Lucro do Santander sobe 21% no segundo trimestre

Despesa com devedores duvidosos cresce na esteira da revisão do crescimento da economia e maior participação no varejo

Josette Goulart
São Paulo

O lucro do banco Santander cresceu 21% no segundo trimestre deste ano chegando a R$ 3,6 bilhões, muito parecido com os resultados do começo do ano. O banco expandiu em quase 20% o crédito para pessoa física e continuou faturando com serviços. 

O presidente do banco, Sérgio Rial, disse que a receita do banco continua crescendo "apesar da economia relativamente anêmica”. Os analistas, entretanto, notaram uma desaceleração do ritmo de crescimento da carteira de crédito. 

Logo do banco Santander no México - Edgard Garrido/Reuters

Em sua demonstração de resultados, o banco ressalta que houve frustração com o desempenho dos indicadores de atividade econômica gerando uma onda de revisões e reduções nas projeções de crescimento do PIB. O Santander, por exemplo, que esperava que a economia crescesse 2,3% neste ano revisou para apenas 0,8%.

Rial ameniza o discurso dizendo que há sinais de que o ritmo de crescimento seja o melhor dos últimos três anos pela sinalização inequívoca da busca pelo equilíbrio fiscal e destaca a aprovação da reforma da Previdência

Perguntado se o Congresso ganhou força pela forma como a Reforma foi aprovada, Rial preferiu não responder, apesar de o balanço do banco reforçar que “o processo não foi algo linear, com idas e vindas, encontros e desencontros entre congressistas alinhados com o governo e integrantes da administração federal trazendo volatilidade aos preços dos ativos”.

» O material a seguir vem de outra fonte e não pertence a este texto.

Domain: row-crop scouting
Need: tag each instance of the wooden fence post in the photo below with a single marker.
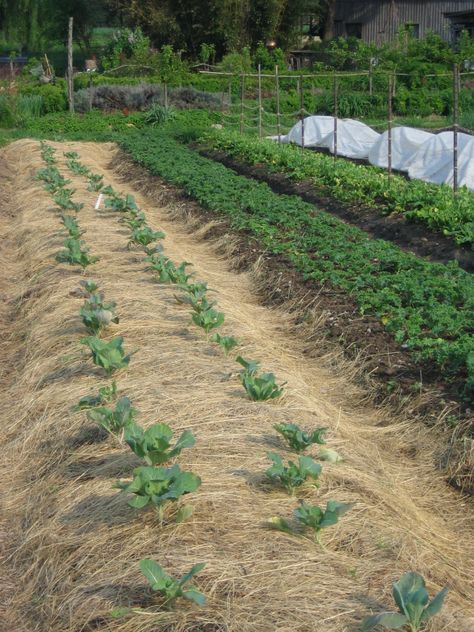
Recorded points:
(70, 76)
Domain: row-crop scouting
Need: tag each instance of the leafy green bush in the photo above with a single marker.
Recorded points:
(114, 420)
(170, 588)
(412, 599)
(294, 474)
(297, 439)
(157, 486)
(258, 387)
(108, 355)
(154, 444)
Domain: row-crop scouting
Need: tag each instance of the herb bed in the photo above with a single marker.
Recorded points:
(427, 307)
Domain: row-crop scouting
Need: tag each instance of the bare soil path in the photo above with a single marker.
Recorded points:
(71, 543)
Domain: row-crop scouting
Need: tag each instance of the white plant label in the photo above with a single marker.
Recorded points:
(99, 201)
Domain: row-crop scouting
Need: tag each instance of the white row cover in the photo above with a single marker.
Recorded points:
(422, 155)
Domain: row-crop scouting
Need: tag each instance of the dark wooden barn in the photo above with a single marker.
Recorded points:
(377, 21)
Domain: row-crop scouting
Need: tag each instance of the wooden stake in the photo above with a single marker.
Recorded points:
(389, 125)
(70, 76)
(301, 87)
(242, 90)
(336, 112)
(455, 125)
(277, 96)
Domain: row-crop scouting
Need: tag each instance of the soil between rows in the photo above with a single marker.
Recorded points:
(73, 541)
(416, 238)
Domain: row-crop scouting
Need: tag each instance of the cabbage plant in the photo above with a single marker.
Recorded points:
(108, 355)
(76, 253)
(415, 607)
(258, 387)
(297, 439)
(172, 589)
(97, 314)
(154, 444)
(157, 486)
(114, 420)
(294, 474)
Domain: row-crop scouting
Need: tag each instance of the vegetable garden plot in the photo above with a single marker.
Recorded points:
(80, 543)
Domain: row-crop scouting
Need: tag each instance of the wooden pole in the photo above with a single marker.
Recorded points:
(277, 97)
(389, 126)
(70, 77)
(455, 125)
(336, 112)
(242, 91)
(301, 87)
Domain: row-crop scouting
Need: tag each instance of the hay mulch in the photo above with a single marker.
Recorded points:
(70, 543)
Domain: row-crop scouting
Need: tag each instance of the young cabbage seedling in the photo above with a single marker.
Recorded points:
(315, 518)
(96, 182)
(413, 602)
(258, 388)
(209, 319)
(72, 226)
(97, 315)
(108, 355)
(114, 420)
(105, 395)
(143, 236)
(171, 589)
(63, 199)
(158, 486)
(154, 444)
(226, 342)
(297, 439)
(294, 474)
(76, 253)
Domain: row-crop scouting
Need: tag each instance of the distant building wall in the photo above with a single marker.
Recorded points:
(377, 21)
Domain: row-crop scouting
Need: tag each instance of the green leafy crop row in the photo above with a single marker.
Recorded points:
(435, 205)
(427, 307)
(156, 485)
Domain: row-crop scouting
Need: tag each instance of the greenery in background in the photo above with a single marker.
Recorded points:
(427, 307)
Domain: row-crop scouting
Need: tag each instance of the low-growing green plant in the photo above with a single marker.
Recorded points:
(144, 235)
(158, 485)
(72, 226)
(298, 439)
(171, 589)
(105, 395)
(89, 287)
(76, 253)
(294, 474)
(96, 182)
(258, 387)
(315, 518)
(108, 355)
(209, 319)
(114, 420)
(119, 204)
(53, 180)
(226, 342)
(414, 604)
(154, 444)
(77, 168)
(96, 314)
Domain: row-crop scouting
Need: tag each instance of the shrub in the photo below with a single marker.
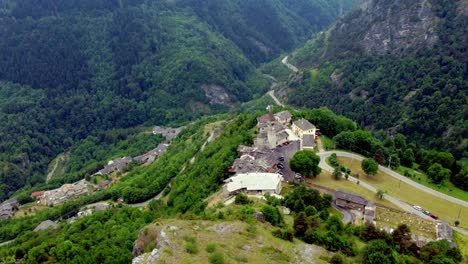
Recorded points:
(210, 248)
(217, 258)
(242, 199)
(287, 235)
(191, 247)
(337, 258)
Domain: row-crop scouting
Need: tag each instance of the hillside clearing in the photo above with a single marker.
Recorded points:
(405, 192)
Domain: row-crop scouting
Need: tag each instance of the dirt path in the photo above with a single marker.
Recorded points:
(213, 135)
(289, 65)
(272, 95)
(320, 145)
(60, 158)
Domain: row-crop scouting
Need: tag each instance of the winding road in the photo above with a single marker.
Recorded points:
(325, 155)
(272, 95)
(324, 165)
(289, 65)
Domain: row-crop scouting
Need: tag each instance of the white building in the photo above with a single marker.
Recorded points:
(254, 183)
(303, 127)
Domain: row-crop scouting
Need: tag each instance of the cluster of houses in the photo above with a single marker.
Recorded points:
(168, 132)
(274, 130)
(146, 158)
(8, 208)
(63, 194)
(256, 168)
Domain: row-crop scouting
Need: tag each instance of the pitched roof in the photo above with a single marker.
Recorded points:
(253, 181)
(351, 197)
(308, 140)
(284, 115)
(45, 224)
(37, 194)
(304, 124)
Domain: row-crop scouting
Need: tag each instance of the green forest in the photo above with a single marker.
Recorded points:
(418, 91)
(73, 69)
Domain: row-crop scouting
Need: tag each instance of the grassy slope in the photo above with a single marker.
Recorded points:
(405, 192)
(325, 179)
(448, 187)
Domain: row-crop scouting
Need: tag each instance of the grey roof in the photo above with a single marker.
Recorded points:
(350, 197)
(284, 115)
(45, 224)
(116, 164)
(304, 124)
(308, 140)
(444, 231)
(282, 135)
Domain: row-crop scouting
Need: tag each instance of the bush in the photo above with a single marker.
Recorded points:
(217, 258)
(311, 236)
(310, 210)
(210, 248)
(191, 247)
(242, 199)
(287, 235)
(337, 258)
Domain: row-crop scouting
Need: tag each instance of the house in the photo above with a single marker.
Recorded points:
(444, 231)
(105, 184)
(284, 117)
(8, 209)
(350, 200)
(308, 142)
(45, 225)
(254, 183)
(151, 155)
(254, 159)
(281, 137)
(303, 127)
(37, 195)
(369, 212)
(169, 133)
(65, 193)
(115, 165)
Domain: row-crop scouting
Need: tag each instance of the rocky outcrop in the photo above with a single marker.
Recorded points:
(399, 27)
(151, 236)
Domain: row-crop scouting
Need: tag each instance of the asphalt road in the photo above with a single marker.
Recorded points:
(324, 155)
(289, 65)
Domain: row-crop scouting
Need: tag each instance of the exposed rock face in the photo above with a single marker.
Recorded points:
(400, 28)
(380, 27)
(151, 234)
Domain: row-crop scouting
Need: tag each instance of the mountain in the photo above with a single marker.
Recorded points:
(69, 68)
(395, 67)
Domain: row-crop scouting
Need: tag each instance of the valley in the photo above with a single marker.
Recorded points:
(221, 132)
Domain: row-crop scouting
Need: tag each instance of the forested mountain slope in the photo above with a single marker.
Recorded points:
(70, 68)
(394, 66)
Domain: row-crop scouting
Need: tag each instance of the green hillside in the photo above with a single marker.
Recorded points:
(69, 68)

“Não sou eu que escrevo o relatório”, diz Rial. 

Para que a economia cresça, segundo Rial, será preciso continuar com a doutrina fiscal, tomar medidas que ajudem a vida do empreendedor, tornar a vida de empregadores e empregados menos burocrática e aprimorar a execução da reforma trabalhista. “FGTS é injeção importante para a economia mas o que é urgente é a reativação do emprego”. 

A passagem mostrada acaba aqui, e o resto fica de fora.